Un mur de silence s'était érigé entre nous m'offrant une courte pause, vite interrompue, dans le flot incessant de ses questions.

— Avec Mathilde ?

J'avais baissé la tête, incapable d'affronter son regard sur moi, effrayée par ce que je pouvais y lire.

— Et t'avais besoin de faire ça pendant les cours ?! L'école c'est important et ton dossier scolaire aussi si tu veux faire des études plus tard. T'as plus intérêt à sécher et d'ailleurs tu es punie ! De... Je sais pas... Je trouverai bien.
— Je suis désolée...

En entendant mes excuses, ma mère avait poussé un soupir d'exaspération avant d'afficher un air résigné.

— Ça valait le coup au moins ?

Je m'étais pincée les lèvres, gênée, avant qu'elles ne s'étirent dans un sourire vainqueur, arrachant un petit rire à ma mère.

Je cligne des yeux et trouve le regard de Léa.

— Ma mère a été cool. Elle était seulement furax que j'ai séché les cours.
— Et Mathilde ?
— Nous sommes restées amies. On n'en a jamais reparlé, mais on a gardé une certaine tendresse l'une pour l'autre.
— T'as rien tenté de plus ?
— C'était pas comme ça entre nous. Au moins, cette histoire m'a permis de faire mon coming out. À aucun moment il n'y a eu de drame ou de réflexions sur le fait que ce soit une fille.

— C'est comme ça qu'ils devraient tous se dérouler. Ce n'est pas une affaire d'État, ajoute Léa.
— Exactement. C'était pareil pour toi, je suppose ?

Un sourire en coin étire ses lèvres.
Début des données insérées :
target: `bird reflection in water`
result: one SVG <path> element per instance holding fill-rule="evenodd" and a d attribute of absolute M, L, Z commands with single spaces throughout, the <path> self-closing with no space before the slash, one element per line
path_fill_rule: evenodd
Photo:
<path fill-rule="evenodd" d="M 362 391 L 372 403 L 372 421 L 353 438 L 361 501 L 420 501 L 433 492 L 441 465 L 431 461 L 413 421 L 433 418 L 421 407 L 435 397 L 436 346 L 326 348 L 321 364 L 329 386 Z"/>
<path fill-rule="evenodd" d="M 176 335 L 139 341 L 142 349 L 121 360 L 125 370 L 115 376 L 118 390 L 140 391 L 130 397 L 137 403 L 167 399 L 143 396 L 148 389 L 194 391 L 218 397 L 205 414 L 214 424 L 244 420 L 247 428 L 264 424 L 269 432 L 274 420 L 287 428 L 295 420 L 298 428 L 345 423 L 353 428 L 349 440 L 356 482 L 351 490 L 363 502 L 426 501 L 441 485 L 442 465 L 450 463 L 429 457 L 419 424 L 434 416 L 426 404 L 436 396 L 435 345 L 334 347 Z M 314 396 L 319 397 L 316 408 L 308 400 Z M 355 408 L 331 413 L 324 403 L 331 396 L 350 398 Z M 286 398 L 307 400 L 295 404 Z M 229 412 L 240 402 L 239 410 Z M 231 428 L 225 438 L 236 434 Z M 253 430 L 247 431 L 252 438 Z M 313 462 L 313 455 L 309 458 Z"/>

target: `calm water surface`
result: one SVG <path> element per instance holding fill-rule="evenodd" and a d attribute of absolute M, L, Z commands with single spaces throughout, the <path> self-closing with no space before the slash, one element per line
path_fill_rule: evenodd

Je m'attends à tout...

— Le mien a été très spécial, je n'ai rien eu à dire...

Je l'interroge du regard.

— Je me suis fait griller au pieu, moi.

J'écarquille les yeux, n'en croyant pas mes oreilles.

— Maman était de nuit. J'ai invité Manon à dormir à la maison et au petit matin quand elle est rentrée, elle m'a surprise la tête entre ses jambes.

Léa rit devant mon air ahuri.

— C'est pas possible ! T'es grave toi.
— J'étais bien là, j'ai pas vu le temps passer.
— Elle a dit quoi ta mère ?
— Rien. Elle nous a fait un petit-déjeuner. Manon était en PLS et moi j'ai fait comme si de rien n'était. Pas de réflexions non plus de mon côté. Elles nous aiment telles que nous sommes. Toi, comme une kiss addict et moi, une déesse du cul.

— Je t'en foutrais des kiss addict ! la menacé-je en souriant.
Mon ton ne l'effraie aucunement et elle continue de glousser. Désirant lui faire passer son air fanfaron, j'attrape l'un des coussins sur le canapé et lui jette à la figure.
— Tiens, prends ça, déesse du cul. Ça t'apprendra à crâner !

Elle pouffe en réajustant ses cheveux et ses vêtements. Puis l'inquiétude se peint sur son visage.

— Comment l'a pris ton père ? me demande-t-elle d'une voix précipitée.

Dès qu'elle prononce ces mots, Léa se mord la lèvre inférieure. Mon sourire s'efface et mes épaules se raidissent. Mes points se ferment et je sens mes nerfs se tendre. Elle n'y est pour rien et je refuse qu'elle soit mal à l'aise à cause de lui. Elle a posé la question sans réfléchir, cette pensée l'a effleurée et elle l'a formulée à voix haute. Je lis du regret dans ses yeux.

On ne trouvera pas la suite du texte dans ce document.